The timing of company applications for reimbursement in different countries can vary for a number of reasons, not least the available market share in each country. Once a company responsible for the commercialisation of a new medicine receives market authorisation, it can apply for reimbursement in the country (or countries) of its choice. Ireland, by virtue of its size and market share, may not always be prioritised by a company in the first stages of marketing a new product. Describing timelines for reimbursement from EMA approval to HSE reimbursement approval does not consider this important factor and misrepresents the process, as statutorily the HSE would not be able to approve or assess a drug until an application for reimbursement was received.

When an application is made to have a product added to the reimbursement list in Ireland, the HSE is required, under the 2013 Act, to decide within 180 days of receiving the application, to either add the medicine to the reimbursement list or refuse to reimburse the medicine. In assessing the application, the HSE is required to consider a range of criteria including the magnitude of the clinical effect, cost effectiveness, budget impact, opportunity cost and unmet need.

The principal factors in determining the speed of reimbursement are the price at which a manufacturer applies for the reimbursement of a product and the outcome of the HSE’s rigorous assessment process as to its clinical and cost-effectiveness.
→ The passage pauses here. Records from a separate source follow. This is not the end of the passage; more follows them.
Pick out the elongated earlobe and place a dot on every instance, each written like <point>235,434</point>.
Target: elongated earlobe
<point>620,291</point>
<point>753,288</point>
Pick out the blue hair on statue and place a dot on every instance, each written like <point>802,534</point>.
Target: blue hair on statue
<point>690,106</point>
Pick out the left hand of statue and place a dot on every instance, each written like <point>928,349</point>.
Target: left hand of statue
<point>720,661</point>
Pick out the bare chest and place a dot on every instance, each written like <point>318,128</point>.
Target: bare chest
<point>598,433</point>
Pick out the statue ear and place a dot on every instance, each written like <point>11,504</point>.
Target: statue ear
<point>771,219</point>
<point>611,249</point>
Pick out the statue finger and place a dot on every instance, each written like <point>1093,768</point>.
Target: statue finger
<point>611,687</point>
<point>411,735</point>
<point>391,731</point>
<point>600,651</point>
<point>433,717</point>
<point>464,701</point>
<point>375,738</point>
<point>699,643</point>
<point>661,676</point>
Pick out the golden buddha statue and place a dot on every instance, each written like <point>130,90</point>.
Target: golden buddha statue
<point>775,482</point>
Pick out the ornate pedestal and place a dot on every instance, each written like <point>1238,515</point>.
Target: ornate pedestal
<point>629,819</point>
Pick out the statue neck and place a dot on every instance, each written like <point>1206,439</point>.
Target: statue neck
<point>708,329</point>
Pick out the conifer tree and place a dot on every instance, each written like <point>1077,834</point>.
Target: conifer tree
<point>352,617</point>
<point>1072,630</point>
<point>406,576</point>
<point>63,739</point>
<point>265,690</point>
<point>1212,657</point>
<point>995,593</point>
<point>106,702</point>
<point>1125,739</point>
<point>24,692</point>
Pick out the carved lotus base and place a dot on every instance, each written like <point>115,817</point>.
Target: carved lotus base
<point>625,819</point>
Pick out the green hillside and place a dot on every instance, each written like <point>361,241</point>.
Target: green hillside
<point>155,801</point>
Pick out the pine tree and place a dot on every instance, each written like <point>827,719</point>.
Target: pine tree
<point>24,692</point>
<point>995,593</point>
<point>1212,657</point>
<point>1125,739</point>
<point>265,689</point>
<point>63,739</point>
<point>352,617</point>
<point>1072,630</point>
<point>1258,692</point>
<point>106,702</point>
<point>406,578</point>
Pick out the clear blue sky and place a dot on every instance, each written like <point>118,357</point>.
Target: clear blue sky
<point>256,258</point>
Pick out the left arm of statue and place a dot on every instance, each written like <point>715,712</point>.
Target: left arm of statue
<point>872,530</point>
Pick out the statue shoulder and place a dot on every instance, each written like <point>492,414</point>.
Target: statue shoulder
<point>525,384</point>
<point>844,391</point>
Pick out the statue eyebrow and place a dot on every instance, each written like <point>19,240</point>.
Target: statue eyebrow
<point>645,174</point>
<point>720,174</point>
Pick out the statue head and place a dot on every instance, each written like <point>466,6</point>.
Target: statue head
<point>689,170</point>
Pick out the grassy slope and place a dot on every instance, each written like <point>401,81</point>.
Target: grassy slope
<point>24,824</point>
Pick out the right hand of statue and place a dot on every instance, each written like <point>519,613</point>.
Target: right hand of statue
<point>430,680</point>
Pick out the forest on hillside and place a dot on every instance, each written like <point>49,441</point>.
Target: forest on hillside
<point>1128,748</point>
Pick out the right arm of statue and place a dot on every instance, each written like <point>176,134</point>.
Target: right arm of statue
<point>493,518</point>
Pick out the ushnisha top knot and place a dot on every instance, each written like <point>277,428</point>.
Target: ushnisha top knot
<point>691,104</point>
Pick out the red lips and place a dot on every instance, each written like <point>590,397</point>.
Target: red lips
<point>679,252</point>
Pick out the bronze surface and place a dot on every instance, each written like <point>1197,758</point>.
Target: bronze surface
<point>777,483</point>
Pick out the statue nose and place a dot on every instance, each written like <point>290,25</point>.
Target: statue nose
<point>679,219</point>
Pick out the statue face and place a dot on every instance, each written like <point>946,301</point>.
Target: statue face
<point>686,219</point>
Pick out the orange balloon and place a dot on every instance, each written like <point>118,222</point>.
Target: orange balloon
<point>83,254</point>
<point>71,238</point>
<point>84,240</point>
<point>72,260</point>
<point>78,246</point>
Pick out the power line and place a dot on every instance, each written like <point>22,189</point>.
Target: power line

In terms of the time taken from application to a decision on reimbursement, the HSE advise that the biggest impediments to achieving the 180-day timeline is often the failure of companies to provide sufficient evidence to support the efficacy of some medicines, and the need for the HSE to get involved in protracted negotiations in seeking to achieve better prices for the State.

The pricing and reimbursement of medicines is a national competence. Different pharmaceutical reimbursement systems are currently in place across the EU. As Member States operate different systems, a direct comparison of the reimbursement of products is not possible.